M. E… soutient que :
- la décision de la commission de recours amiable n’est pas signée ; elle est entachée d’un défaut de motivation en droit et en fait en violation des articles L.211-2 et L.211-5 du code des relations entre le public et l’administration ;
- la CAF ne justifie pas que le contrôle a été mené par un agent assermenté ;
- elle ne l’a informé ni de la possibilité de saisir la commission départementale d’aide publique au logement, ni de la condition de résidence continue en France d’au moins huit mois ;
- la CAF s’est fondée sur des faits matériellement inexacts ; elle a entaché sa décision d’une erreur manifeste d’appréciation ; il ignorait qu’il devait déclarer à la CAF sa présence durant plusieurs mois à Madagascar ; la CAF n’a pas pris en compte la circonstance que, lourdement handicapé avec des faibles capacités intellectuelles, il a pu se méprendre sur la définition juridique du terme « résidence » ; il est resté locataire de son logement ;
- il est resté bloqué en 2021 à Madagascar compte tenu de la fermeture de l’espace aérien durant la pandémie de covid-19, ce qui s’apparente à un cas de force majeure ;
- il est handicapé à plus de 80 % et incapable de travailler ; sa situation financière ne lui permet pas de s’acquitter de sa dette.
Par un mémoire en défense enregistré le 17 avril 2025, la CAF de La Réunion conclut au rejet de la requête en faisant valoir qu’aucun moyen n’est fondé.
Par un courrier du 29 avril 2026, les parties ont été informées, par application de l’article R.611-7 du code de justice administrative, que le jugement est susceptible d’être fondé sur le moyen d’ordre public tiré de l’irrecevabilité des conclusions tendant à la remise gracieuse de la dette, qui n’ont été précédées d’aucune demande préalable susceptible de faire naître une décision de nature à lier le contentieux.

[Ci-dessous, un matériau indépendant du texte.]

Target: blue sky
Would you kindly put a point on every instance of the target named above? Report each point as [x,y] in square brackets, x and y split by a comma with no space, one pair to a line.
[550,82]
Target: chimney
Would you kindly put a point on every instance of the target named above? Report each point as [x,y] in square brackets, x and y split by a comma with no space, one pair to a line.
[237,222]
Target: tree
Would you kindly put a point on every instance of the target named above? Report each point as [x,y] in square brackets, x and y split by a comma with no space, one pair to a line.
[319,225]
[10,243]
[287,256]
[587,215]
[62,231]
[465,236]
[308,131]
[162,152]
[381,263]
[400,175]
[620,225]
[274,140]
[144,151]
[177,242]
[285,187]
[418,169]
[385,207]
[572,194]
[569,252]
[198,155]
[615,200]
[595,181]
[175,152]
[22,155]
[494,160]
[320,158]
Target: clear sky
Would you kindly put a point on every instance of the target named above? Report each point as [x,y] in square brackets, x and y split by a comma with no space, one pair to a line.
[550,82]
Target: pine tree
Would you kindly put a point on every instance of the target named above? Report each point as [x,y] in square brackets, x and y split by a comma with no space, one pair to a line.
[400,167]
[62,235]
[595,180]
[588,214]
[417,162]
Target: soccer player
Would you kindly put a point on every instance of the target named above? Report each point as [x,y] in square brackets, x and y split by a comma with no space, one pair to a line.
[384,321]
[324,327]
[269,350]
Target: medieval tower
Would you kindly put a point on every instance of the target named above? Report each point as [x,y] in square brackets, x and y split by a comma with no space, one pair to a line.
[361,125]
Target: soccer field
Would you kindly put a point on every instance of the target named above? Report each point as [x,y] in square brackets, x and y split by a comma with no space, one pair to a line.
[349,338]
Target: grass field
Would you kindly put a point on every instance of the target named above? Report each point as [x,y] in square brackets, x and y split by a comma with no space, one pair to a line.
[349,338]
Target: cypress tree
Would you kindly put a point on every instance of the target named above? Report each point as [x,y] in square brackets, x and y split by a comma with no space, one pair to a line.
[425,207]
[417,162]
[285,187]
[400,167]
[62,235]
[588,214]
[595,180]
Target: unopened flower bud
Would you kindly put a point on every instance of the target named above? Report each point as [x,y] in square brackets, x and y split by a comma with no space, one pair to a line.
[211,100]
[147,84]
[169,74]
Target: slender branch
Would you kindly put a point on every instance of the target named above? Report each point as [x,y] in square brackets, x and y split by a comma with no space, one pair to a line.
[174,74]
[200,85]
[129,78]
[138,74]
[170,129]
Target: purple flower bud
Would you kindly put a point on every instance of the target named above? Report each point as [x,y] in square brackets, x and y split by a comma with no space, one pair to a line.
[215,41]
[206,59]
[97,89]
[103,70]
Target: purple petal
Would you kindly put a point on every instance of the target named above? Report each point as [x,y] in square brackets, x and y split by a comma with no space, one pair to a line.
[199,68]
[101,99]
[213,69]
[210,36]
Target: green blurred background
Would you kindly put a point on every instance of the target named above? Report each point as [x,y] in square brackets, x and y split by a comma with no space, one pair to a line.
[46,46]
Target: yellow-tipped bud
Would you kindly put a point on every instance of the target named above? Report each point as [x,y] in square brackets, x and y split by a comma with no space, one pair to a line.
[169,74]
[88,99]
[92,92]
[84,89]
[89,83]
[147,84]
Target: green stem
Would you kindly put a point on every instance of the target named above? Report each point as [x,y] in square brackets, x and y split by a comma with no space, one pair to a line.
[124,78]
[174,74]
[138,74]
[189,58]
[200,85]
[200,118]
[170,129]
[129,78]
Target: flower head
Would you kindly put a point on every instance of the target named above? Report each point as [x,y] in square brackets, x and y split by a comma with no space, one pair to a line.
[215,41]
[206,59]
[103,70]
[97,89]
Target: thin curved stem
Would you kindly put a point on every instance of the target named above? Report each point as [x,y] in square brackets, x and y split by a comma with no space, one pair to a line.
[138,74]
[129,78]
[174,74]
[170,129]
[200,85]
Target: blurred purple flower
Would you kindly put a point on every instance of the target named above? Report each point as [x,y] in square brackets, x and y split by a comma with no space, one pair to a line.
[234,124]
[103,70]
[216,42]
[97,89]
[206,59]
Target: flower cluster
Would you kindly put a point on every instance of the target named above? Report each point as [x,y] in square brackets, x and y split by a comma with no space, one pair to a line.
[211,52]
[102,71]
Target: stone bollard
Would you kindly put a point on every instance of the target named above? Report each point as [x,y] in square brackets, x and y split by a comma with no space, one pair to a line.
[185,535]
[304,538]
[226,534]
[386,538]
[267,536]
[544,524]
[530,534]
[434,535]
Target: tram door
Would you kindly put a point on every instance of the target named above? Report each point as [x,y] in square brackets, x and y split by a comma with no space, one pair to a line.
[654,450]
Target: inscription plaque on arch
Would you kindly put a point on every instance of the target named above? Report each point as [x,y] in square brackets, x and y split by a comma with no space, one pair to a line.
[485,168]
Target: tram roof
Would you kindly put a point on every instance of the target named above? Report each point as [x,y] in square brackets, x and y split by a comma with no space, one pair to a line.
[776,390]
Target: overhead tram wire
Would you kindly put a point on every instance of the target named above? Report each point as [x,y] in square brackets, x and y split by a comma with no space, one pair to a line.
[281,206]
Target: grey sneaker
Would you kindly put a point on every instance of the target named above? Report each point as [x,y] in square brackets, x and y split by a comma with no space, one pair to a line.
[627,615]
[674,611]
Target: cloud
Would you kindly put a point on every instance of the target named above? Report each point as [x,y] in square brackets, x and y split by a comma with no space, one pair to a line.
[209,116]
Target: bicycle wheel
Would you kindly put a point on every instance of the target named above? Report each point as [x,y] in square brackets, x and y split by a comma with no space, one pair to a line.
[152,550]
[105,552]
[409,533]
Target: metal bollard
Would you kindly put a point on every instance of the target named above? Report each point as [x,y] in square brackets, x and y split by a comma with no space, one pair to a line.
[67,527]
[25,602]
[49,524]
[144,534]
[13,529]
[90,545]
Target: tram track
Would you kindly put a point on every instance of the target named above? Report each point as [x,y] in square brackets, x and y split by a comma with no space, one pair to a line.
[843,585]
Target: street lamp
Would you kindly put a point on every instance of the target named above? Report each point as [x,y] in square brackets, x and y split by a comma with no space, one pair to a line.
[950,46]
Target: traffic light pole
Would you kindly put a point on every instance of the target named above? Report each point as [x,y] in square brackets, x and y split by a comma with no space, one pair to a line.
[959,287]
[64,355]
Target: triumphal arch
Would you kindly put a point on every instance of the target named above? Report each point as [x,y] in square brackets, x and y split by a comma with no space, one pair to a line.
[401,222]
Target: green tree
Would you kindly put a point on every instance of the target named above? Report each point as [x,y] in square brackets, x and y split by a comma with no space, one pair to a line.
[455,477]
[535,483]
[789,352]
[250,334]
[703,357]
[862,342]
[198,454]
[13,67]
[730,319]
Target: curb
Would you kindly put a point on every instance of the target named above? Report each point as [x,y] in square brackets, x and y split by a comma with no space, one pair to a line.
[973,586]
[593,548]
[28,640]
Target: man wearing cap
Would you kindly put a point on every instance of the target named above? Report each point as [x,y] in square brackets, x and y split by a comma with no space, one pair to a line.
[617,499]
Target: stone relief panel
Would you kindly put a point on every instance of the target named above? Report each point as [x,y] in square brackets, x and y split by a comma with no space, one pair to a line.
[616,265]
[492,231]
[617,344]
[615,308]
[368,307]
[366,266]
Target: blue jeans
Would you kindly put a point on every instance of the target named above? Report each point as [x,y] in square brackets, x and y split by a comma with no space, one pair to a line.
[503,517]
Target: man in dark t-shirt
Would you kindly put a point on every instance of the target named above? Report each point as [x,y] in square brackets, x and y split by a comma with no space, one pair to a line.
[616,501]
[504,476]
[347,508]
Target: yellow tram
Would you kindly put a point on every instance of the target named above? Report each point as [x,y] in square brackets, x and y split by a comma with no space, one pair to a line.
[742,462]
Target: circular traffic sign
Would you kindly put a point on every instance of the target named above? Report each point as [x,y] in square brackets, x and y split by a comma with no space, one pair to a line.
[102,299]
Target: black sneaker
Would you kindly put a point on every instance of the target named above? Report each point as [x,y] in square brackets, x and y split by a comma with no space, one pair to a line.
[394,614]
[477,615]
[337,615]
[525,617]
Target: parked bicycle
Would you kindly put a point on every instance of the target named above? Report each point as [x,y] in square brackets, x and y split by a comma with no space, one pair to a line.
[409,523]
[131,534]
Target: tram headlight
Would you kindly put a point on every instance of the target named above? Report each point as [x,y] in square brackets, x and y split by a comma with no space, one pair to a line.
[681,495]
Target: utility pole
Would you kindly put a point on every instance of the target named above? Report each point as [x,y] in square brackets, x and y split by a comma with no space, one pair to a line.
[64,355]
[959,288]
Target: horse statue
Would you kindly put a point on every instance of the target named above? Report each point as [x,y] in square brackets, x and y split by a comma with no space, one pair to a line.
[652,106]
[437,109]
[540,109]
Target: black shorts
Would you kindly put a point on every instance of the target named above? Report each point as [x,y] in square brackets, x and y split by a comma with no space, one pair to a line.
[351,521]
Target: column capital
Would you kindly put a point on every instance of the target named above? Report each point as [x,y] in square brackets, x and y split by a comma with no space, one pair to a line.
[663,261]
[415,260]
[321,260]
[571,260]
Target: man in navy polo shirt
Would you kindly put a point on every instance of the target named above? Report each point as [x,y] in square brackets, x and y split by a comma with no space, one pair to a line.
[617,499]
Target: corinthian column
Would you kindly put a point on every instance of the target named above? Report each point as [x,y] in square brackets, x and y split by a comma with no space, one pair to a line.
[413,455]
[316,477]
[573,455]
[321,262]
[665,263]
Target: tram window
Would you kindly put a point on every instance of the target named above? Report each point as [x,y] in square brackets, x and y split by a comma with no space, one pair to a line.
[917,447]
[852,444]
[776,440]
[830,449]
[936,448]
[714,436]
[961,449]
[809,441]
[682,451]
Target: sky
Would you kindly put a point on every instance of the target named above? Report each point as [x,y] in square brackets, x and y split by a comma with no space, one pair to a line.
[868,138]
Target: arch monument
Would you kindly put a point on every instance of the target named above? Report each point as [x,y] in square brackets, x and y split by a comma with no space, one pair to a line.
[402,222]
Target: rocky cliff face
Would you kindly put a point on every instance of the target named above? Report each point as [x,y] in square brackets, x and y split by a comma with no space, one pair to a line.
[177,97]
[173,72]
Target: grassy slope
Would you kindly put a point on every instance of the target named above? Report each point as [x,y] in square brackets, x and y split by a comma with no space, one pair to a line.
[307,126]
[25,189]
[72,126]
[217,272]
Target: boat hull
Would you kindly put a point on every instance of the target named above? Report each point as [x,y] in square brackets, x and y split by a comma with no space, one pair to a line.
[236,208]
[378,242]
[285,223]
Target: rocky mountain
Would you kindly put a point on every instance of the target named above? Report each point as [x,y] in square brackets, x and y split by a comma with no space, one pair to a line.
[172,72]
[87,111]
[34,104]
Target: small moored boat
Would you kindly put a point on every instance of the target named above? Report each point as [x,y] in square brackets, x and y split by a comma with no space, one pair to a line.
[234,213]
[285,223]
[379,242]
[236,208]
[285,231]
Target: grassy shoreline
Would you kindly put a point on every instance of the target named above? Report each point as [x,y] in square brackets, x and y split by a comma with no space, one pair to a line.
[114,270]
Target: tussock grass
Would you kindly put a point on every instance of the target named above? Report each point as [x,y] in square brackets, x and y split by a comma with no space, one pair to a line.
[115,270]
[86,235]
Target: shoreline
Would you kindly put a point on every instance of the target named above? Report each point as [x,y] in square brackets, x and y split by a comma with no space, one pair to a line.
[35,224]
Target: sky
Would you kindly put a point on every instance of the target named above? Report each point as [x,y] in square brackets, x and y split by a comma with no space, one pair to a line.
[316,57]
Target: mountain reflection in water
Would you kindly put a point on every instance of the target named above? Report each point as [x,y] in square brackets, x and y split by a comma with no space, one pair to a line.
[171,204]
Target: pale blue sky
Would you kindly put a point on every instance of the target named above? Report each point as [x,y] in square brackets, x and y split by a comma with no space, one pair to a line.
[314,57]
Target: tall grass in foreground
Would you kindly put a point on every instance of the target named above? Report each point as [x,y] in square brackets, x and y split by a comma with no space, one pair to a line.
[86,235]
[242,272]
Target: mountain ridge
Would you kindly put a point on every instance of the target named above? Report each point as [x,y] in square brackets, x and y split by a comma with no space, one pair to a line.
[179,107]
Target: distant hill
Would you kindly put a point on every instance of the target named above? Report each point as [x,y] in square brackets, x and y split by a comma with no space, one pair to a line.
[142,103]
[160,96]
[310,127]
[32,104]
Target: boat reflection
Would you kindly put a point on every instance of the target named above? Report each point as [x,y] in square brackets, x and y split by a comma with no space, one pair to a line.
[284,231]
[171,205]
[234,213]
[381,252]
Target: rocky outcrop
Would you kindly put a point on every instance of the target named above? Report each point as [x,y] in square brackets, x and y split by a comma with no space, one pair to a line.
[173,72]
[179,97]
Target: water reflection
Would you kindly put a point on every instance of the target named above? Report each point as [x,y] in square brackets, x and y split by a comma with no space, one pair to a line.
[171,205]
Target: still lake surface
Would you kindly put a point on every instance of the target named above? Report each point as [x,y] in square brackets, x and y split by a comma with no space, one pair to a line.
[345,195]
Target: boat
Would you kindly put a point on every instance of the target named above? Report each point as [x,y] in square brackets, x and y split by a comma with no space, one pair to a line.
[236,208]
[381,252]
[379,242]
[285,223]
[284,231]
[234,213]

Le 4 mai 2026, M. E… a présenté des observations et des pièces en réponse au moyen d’ordre public.
Par une décision du 2 mars 2026, le président du tribunal a désigné Mme Lacau, première conseillère, pour statuer sur les litiges visés par l’article R.222-13 du code de justice administrative.
Vu les autres pièces du dossier.
Vu :
- le code de la construction et de l’habitation ;
- le code de la sécurité sociale ;
- le code des relations entre le public et l’administration ;
- la loi n° 2014-366 du 24 mars 2014
;
- le décret n° 2016-748 du 6 juin 2016 ;
- le code de justice administrative.
Les parties ont été régulièrement averties du jour de l’audience.
En application des dispositions du 6° de l’article R.732-1-1 du code de justice administrative, le rapporteur public a été dispensé, sur sa proposition, de présenter des conclusions à l’audience.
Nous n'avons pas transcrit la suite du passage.